Ti svegli tardi, questo è d’obbligo. Tanto non lavori. Sei in vacanza.
Ma svegliarti tardi non serve solo per riposarti. No no. È un’esperienza. Non ti curare del sommesso chiacchiericcio che arriva dall’altra stanza: i tuoi ospitali amici siciliani staranno dicendo le solite cose: “Miiih, a pranzo voli lu primu, lu sicunnu! Miiih, non se l’è fatto dire due volte ed è rimasto”.
Se proprio vuoi ascoltare questi sproloqui, sappi che la loro insensatezza è apparente. Sì, è vero, hai ragione: ieri sera hanno insistito al livello della molestia personale per convincerti a restare e ora tu non capisci come sia possibile che dicano queste cose.
È un’aporia apparente. I siciliani sono così. Insomma, non ci pensare più: esci.
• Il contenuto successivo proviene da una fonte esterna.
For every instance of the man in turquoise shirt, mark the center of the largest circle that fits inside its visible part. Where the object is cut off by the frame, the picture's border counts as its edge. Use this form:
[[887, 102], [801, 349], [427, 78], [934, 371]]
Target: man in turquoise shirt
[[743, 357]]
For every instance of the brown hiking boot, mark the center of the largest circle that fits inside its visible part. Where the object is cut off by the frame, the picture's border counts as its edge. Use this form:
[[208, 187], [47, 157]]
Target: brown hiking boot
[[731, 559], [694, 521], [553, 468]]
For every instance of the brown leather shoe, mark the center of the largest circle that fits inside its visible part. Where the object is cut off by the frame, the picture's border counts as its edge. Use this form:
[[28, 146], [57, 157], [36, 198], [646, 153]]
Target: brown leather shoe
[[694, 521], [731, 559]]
Fai attenzione, però: in molti paesi della provincia siciliana, si cammina al centro della strada e, se sei in macchina, rispetta le regole del posto. Ecco, bravo: non usi il clacson per fare spostare il pedone. Non ti lamenti, aspetti che il pedone ritorni casualmente sul marciapiede. E basta. Le macchine vecchie, piene di ruggine e malate Euro 1 e 2 (ma anche Terzo mondo 1 e 2), attraccano lentamente nelle zone destinate al parcheggio; le Mercedes nere frenano all’ultimo secondo, ma tutte così come viene: a spina di pesce, perpendicolarmente rispetto alla sede stradale, parallelamente, come ti passa pi lu cazzu. Anche tu cerchi un piccolo spazio tra le lamiere e ti ci infili.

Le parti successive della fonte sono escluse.